Edit: Hmm, I did that and got 20 kOhm... do you know the answer that is supposed to be right?

3. Dec 27, 2014

### GBA13

Hi mfb, thanks for answering. Just to clarify the correct answer is 20kOhm, I phrased that part of the question badly!
Ok that makes sense. As no current can flow into the input isn't the current going across the 50kOhm resistor same as the current across R2?

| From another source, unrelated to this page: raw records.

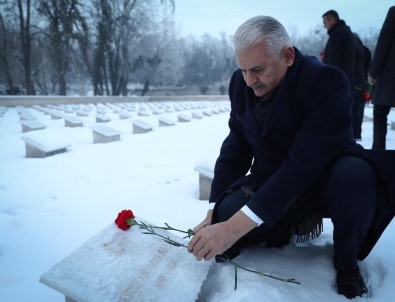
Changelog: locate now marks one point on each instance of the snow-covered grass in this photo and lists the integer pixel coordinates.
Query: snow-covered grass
(50, 206)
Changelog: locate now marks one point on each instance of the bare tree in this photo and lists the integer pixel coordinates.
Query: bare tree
(25, 36)
(62, 17)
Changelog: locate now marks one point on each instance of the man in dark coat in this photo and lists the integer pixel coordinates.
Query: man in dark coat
(363, 59)
(340, 47)
(290, 159)
(382, 75)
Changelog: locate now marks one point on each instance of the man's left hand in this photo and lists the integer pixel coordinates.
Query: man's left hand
(214, 239)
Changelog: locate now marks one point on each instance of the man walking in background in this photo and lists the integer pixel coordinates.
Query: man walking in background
(382, 75)
(340, 48)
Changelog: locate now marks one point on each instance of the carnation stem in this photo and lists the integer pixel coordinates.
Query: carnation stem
(149, 229)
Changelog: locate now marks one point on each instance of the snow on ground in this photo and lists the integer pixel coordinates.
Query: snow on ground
(50, 206)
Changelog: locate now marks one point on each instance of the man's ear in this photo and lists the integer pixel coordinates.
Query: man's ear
(289, 55)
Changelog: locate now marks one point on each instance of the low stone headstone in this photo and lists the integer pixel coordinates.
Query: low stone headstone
(164, 121)
(56, 115)
(183, 118)
(197, 115)
(206, 175)
(44, 143)
(102, 118)
(72, 121)
(141, 127)
(104, 134)
(124, 115)
(31, 125)
(118, 266)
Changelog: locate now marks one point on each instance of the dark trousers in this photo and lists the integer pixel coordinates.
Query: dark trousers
(358, 109)
(380, 113)
(346, 193)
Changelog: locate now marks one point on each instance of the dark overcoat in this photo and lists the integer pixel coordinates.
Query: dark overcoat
(383, 63)
(340, 49)
(306, 126)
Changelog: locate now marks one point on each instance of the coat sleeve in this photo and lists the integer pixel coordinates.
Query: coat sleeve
(235, 156)
(325, 132)
(383, 44)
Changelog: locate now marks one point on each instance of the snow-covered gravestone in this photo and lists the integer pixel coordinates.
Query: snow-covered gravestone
(118, 265)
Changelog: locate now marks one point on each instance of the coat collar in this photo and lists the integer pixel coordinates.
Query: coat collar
(282, 99)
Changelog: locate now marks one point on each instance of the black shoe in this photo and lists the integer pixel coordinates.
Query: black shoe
(350, 283)
(228, 255)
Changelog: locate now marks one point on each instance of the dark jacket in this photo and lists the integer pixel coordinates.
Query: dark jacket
(383, 63)
(340, 49)
(306, 126)
(362, 64)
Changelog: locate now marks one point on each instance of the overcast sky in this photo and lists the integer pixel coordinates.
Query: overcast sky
(199, 16)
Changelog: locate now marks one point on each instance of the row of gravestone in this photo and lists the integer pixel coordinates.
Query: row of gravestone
(37, 145)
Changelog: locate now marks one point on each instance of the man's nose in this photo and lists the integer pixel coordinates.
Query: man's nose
(250, 78)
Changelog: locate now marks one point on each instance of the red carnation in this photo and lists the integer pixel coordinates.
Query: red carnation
(125, 219)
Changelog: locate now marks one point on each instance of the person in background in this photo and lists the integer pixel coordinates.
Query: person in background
(290, 159)
(340, 47)
(363, 58)
(382, 76)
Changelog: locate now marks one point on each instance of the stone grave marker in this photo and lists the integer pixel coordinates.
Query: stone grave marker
(117, 265)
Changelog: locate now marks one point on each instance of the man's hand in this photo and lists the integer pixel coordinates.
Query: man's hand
(213, 239)
(205, 222)
(371, 80)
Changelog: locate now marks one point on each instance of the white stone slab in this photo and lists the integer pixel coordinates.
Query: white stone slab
(43, 143)
(118, 265)
(165, 121)
(140, 126)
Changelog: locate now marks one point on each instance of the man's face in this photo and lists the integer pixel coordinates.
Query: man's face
(263, 71)
(328, 21)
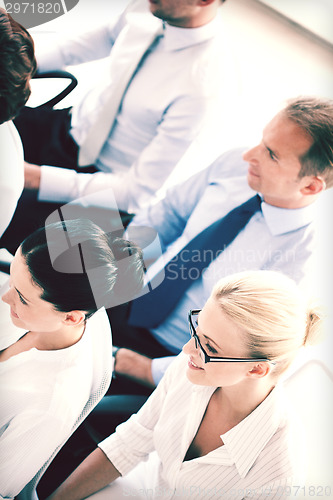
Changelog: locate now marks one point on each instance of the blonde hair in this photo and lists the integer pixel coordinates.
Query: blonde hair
(273, 313)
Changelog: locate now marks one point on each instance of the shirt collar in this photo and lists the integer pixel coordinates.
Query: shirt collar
(180, 38)
(253, 433)
(284, 220)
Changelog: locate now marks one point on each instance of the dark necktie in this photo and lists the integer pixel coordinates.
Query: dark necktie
(151, 309)
(100, 129)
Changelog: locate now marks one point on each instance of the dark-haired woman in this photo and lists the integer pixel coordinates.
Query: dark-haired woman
(55, 298)
(17, 66)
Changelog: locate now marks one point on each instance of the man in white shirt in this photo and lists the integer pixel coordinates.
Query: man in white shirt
(17, 65)
(289, 169)
(175, 90)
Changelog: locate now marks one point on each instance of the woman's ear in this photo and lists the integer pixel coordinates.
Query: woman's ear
(259, 370)
(74, 318)
(314, 186)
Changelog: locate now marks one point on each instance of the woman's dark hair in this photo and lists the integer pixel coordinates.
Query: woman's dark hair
(80, 267)
(17, 66)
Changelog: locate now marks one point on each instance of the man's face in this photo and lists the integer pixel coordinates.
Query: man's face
(274, 164)
(175, 12)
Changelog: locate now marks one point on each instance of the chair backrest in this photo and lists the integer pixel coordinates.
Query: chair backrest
(102, 374)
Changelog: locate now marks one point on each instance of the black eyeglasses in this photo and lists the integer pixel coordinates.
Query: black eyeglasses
(193, 322)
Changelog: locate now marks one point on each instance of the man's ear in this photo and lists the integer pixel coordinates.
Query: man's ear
(315, 185)
(74, 318)
(259, 370)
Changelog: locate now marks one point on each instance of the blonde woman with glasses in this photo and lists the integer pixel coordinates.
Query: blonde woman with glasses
(218, 423)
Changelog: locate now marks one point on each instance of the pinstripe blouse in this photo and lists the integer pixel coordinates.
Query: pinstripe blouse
(261, 457)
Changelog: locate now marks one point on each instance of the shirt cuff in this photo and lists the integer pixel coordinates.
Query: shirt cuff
(56, 184)
(159, 367)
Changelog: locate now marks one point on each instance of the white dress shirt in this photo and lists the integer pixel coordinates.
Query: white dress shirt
(185, 83)
(277, 239)
(11, 172)
(42, 393)
(260, 456)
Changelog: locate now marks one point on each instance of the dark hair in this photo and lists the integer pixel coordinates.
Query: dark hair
(315, 116)
(17, 66)
(80, 267)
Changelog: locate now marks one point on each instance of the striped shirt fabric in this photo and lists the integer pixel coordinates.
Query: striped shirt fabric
(261, 457)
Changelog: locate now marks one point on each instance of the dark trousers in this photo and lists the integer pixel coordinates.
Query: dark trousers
(46, 140)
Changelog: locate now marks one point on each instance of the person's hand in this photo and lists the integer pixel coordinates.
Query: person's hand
(135, 366)
(31, 176)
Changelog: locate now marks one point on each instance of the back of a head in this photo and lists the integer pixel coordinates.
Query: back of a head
(17, 66)
(315, 116)
(273, 313)
(80, 267)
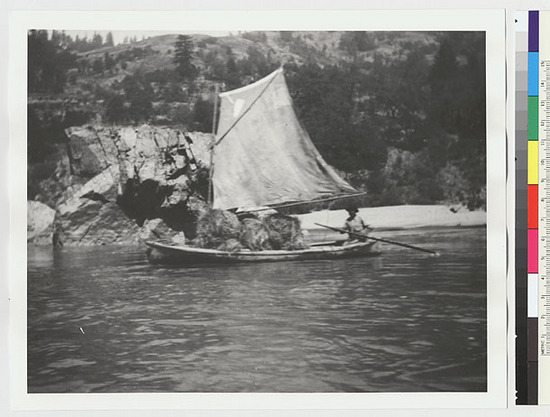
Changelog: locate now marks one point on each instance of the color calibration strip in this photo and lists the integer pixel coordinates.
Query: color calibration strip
(542, 294)
(522, 193)
(532, 206)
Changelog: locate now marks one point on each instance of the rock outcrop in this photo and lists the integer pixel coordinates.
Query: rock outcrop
(40, 220)
(111, 181)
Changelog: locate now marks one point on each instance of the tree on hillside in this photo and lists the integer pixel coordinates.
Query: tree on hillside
(97, 41)
(183, 58)
(109, 40)
(48, 63)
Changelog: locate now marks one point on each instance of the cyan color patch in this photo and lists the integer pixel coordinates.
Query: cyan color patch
(533, 86)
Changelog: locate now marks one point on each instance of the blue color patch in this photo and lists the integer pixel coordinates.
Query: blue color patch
(533, 74)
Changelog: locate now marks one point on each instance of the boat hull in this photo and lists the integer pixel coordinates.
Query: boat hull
(160, 253)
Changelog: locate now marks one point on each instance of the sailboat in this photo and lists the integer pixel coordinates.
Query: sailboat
(263, 157)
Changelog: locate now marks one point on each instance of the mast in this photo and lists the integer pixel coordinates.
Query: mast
(211, 170)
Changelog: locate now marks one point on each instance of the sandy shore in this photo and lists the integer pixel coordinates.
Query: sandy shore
(399, 217)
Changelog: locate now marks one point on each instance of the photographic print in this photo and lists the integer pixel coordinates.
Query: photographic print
(257, 211)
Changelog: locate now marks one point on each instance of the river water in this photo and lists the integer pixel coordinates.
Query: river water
(103, 320)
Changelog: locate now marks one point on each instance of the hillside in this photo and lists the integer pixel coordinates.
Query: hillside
(400, 114)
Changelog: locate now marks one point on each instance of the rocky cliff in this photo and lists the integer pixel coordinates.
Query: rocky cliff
(122, 184)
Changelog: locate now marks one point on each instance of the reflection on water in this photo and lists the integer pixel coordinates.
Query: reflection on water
(104, 320)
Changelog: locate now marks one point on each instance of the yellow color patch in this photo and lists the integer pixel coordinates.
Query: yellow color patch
(533, 162)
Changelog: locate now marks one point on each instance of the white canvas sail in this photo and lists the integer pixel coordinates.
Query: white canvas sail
(263, 155)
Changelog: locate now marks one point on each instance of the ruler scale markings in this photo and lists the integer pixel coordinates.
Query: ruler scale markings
(543, 288)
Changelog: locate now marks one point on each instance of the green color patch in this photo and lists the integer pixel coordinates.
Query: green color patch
(533, 118)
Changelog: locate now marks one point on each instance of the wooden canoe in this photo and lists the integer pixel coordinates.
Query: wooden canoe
(161, 253)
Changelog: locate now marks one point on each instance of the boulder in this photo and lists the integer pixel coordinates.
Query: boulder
(40, 220)
(107, 182)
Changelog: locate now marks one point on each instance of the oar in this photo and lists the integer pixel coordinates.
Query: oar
(379, 240)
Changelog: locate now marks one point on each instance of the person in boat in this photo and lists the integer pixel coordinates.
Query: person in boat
(356, 225)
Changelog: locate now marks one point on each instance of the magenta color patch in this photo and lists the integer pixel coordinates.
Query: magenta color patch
(532, 251)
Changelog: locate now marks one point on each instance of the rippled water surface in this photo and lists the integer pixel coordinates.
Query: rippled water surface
(104, 320)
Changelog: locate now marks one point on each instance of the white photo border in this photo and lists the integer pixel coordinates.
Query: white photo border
(492, 22)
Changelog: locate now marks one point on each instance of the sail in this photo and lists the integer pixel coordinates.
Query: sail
(263, 156)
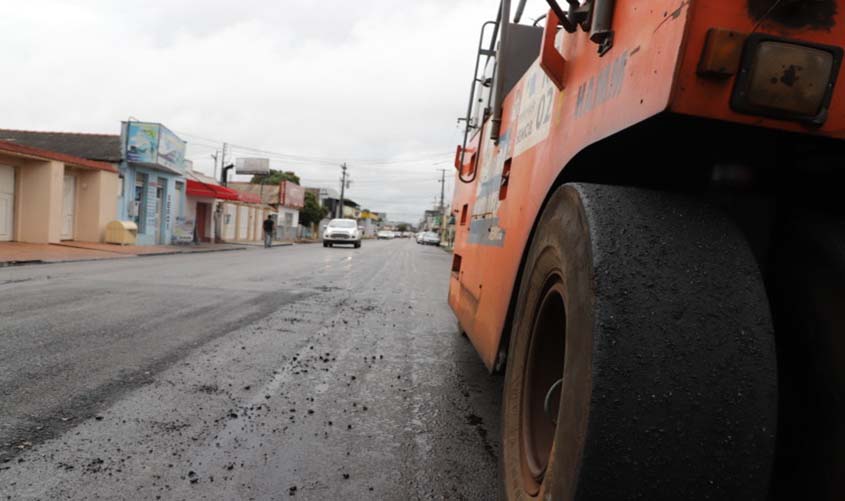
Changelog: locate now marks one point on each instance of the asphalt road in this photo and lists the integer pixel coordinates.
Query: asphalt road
(262, 374)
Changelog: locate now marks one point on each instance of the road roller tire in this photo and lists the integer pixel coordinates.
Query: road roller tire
(651, 309)
(809, 292)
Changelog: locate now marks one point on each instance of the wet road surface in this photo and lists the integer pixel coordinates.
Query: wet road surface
(297, 372)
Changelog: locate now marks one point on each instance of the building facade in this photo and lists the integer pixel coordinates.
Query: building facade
(48, 197)
(153, 184)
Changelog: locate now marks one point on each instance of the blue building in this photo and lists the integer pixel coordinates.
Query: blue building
(152, 174)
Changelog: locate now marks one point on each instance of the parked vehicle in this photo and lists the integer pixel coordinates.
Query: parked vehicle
(650, 247)
(430, 238)
(342, 231)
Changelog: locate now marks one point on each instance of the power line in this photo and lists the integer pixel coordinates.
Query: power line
(316, 159)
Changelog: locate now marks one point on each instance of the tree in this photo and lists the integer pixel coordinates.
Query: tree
(275, 177)
(312, 212)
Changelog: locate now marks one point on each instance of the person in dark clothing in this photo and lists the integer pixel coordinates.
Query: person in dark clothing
(269, 229)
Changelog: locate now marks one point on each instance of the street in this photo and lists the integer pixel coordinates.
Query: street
(305, 372)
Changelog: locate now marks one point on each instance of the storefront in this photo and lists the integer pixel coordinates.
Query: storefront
(152, 173)
(47, 197)
(204, 199)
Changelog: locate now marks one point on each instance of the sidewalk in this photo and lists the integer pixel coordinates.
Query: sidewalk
(16, 253)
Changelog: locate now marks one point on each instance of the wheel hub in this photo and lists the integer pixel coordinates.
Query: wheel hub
(543, 383)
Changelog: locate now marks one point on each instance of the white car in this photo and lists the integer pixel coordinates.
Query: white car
(430, 238)
(342, 231)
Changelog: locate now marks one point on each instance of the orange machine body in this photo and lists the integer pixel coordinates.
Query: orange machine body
(652, 68)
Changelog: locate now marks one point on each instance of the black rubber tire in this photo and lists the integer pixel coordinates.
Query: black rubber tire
(809, 285)
(669, 369)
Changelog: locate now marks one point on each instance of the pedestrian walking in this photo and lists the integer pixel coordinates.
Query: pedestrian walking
(269, 229)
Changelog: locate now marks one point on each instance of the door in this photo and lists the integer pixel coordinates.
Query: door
(68, 207)
(159, 209)
(243, 223)
(7, 202)
(202, 220)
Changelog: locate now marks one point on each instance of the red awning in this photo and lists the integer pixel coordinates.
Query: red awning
(205, 190)
(250, 198)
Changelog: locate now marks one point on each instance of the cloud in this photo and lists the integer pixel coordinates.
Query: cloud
(372, 82)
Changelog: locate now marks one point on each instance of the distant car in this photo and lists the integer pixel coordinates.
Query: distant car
(342, 231)
(430, 238)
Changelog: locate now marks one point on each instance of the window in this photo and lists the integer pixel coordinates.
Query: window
(138, 209)
(178, 197)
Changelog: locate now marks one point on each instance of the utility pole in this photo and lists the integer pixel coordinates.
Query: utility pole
(442, 205)
(222, 165)
(342, 190)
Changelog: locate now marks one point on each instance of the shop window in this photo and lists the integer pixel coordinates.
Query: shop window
(138, 209)
(178, 197)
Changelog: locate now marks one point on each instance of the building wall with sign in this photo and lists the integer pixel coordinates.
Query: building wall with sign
(153, 181)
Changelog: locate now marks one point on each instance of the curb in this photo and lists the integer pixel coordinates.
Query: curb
(10, 264)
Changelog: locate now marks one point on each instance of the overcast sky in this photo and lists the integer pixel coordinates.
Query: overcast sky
(378, 83)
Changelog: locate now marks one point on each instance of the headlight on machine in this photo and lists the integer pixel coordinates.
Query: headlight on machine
(785, 79)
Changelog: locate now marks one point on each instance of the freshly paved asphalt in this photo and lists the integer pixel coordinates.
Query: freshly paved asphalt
(261, 374)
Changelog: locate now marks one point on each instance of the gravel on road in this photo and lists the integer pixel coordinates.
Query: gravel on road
(299, 372)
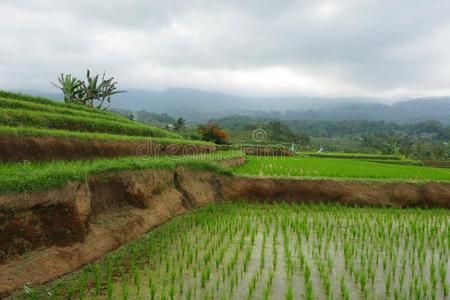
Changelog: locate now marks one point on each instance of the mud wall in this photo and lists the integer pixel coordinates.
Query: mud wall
(44, 235)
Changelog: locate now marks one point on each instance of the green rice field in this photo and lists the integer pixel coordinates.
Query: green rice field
(339, 168)
(274, 251)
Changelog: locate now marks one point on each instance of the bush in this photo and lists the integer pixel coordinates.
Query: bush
(213, 133)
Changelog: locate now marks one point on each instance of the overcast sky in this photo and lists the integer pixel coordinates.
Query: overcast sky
(375, 48)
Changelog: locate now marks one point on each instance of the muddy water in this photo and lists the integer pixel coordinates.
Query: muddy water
(251, 251)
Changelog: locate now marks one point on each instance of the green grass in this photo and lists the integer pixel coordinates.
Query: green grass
(339, 168)
(351, 155)
(66, 110)
(49, 102)
(38, 176)
(277, 251)
(23, 118)
(43, 132)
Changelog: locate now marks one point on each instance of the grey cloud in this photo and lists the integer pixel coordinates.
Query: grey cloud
(354, 46)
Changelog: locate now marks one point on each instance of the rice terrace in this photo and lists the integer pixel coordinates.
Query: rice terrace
(243, 150)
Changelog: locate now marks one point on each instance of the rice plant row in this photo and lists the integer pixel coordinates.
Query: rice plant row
(275, 251)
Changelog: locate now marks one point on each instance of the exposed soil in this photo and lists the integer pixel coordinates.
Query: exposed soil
(13, 148)
(47, 234)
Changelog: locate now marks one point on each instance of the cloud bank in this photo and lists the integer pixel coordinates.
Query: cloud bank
(372, 48)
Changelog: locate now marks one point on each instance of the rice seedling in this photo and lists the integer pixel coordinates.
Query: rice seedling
(364, 252)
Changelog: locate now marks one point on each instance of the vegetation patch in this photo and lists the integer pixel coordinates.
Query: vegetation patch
(38, 176)
(339, 168)
(352, 155)
(248, 251)
(64, 110)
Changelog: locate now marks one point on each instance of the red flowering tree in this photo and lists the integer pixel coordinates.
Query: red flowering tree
(213, 133)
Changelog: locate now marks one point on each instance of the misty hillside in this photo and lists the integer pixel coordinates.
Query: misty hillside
(200, 106)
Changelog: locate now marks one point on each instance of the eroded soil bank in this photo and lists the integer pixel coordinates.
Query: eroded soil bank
(47, 234)
(13, 149)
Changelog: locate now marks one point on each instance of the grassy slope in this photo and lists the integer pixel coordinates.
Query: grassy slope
(323, 239)
(26, 111)
(350, 155)
(339, 168)
(24, 177)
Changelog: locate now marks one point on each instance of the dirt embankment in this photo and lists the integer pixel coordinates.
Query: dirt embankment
(396, 194)
(14, 149)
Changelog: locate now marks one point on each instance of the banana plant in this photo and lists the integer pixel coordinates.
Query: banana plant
(71, 88)
(91, 93)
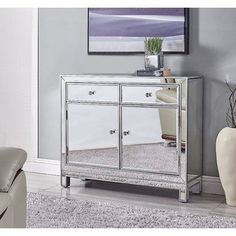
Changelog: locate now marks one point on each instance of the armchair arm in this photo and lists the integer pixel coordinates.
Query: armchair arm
(11, 161)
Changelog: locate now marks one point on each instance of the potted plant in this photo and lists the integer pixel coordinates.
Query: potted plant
(226, 150)
(153, 53)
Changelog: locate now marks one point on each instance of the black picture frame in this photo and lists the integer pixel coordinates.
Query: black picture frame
(186, 40)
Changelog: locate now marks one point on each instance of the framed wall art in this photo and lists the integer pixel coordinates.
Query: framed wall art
(122, 30)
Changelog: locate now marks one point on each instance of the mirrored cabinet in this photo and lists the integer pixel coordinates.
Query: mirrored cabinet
(136, 130)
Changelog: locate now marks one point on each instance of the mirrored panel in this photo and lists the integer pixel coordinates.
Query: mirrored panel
(149, 139)
(93, 135)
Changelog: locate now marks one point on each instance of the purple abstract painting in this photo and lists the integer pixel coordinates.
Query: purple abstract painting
(117, 30)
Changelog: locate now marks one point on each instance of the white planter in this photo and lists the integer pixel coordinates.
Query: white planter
(153, 62)
(226, 162)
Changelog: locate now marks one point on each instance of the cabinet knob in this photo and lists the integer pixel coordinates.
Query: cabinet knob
(112, 131)
(127, 132)
(92, 92)
(149, 94)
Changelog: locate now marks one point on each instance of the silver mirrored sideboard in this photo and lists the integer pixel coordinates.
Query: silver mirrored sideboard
(135, 130)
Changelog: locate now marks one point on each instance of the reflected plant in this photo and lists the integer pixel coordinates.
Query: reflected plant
(231, 112)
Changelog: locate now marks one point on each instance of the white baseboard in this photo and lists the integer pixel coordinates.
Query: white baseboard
(42, 166)
(210, 184)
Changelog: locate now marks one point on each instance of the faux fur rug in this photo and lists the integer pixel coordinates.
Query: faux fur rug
(45, 211)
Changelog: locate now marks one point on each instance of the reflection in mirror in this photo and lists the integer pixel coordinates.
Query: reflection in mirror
(144, 147)
(93, 135)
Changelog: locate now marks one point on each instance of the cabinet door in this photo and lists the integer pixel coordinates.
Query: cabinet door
(92, 135)
(145, 147)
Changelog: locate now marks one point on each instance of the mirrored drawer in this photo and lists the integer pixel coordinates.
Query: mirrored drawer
(149, 94)
(98, 93)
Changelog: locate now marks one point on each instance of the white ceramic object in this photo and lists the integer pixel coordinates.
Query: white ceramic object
(226, 162)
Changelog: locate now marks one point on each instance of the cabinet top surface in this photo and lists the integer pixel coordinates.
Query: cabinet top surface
(119, 78)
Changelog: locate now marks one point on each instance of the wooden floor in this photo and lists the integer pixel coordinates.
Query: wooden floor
(145, 196)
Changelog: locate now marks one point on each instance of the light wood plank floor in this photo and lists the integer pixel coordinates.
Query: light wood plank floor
(144, 196)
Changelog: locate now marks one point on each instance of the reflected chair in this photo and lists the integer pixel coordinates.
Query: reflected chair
(168, 116)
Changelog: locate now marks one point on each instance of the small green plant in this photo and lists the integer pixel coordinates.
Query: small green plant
(153, 45)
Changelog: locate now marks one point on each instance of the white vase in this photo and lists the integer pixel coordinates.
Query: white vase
(226, 162)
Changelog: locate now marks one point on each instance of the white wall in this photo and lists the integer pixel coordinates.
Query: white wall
(17, 79)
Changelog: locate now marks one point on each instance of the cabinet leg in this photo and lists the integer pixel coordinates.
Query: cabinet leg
(183, 195)
(65, 181)
(196, 188)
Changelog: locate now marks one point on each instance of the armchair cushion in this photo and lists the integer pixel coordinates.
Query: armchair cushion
(4, 203)
(11, 161)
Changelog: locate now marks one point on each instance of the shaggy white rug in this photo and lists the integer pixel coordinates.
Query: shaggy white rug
(50, 211)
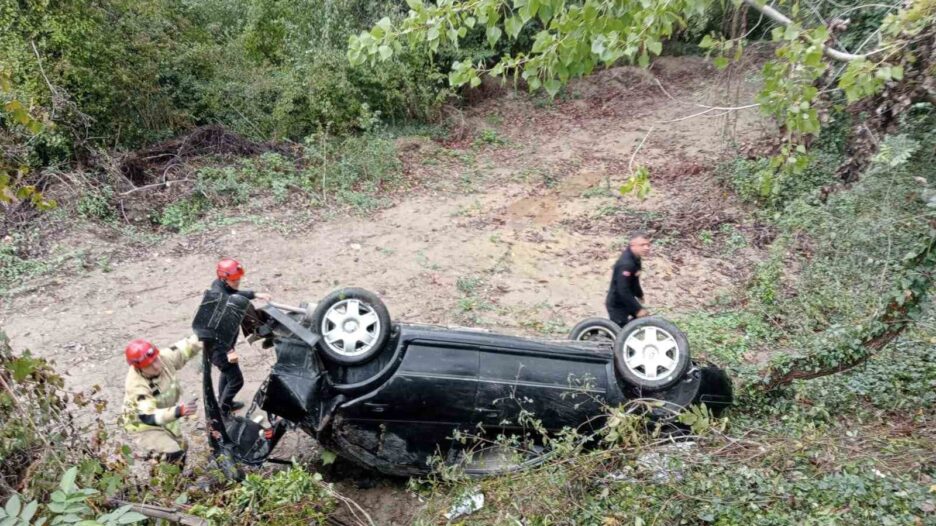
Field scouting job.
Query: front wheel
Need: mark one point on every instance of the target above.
(651, 354)
(354, 325)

I'm not sure how to find the current through R2. I would think that the current through R1 is Vin/10k so then the current through R2 would be (Vin/10k) - (Vin/R)? I'm not really sure if thats right but I'm not really sure how it would help me either...

4. Dec 27, 2014

### Staff: Mentor

Ah okay.

Right.

Why?
Even if the first thing would be right this would be wrong, and I don't see where you got that from.

5. Dec 27, 2014

### GBA13

Ok I guess that's just completely wrong.

To be honest I'm really not sure what to do, the voltage at point B is 0V so that makes me think that the voltage drop across the 50kOhm resistor must be 0V but then the current through it would be 0A so then the current in R2 would also be 0A so that can't be right.

6. Dec 27, 2014

### Staff: Mentor

If you have 0 V at the left side and Vout at the right side, what is the voltage drop across the 50kOhm resistor?

7. Dec 27, 2014

### Staff: Mentor

I am very much liking this angle of approach to the problem. Just thought I'd mention that :)

8. Dec 28, 2014

### GBA13

I would think you would have a voltage drop of Vout, which is -2Vin for the 50kOhm resistor.

9. Dec 28, 2014

### Staff: Mentor

Right. So what then is an expression for the current through the 50 k resistor? What other component does it pass through?

10. Dec 28, 2014

### GBA13

Ok so the current through resistor is -2Vin/50k and this current also goes through R2, so the current through R2 also has a current of -2Vin/50k. I think there would be a different current though R and R1 as there is a branch.

11. Dec 28, 2014

### GBA13

Thinking about it then the voltage in R2 would be (-2Vin/50k * 10k) so this must also be the voltage at R as they are in parallel. So im thinking the next thing would be to find the current in R..

12. Dec 28, 2014

### Staff: Mentor

Okay, so you have the current through R2 and the voltage at the top of R. You also know the input voltage, hence the voltage at both ends of R1..... What's the current through R1?

13. Dec 29, 2014

### GBA13

So the current would be ((-2Vin/50k * 10k) - Vin) /10k . I think I can then use KCL to find the current in the R branch.. so (-2Vin/50k * 10k) - Vin) /10k - (-2Vin/50k) is the current in R?

14. Dec 29, 2014

### Staff: Mentor

Yes, use KCL to find the current through R. Be careful about the sign of the voltage at the top of R. What direction is the current flowing through R2?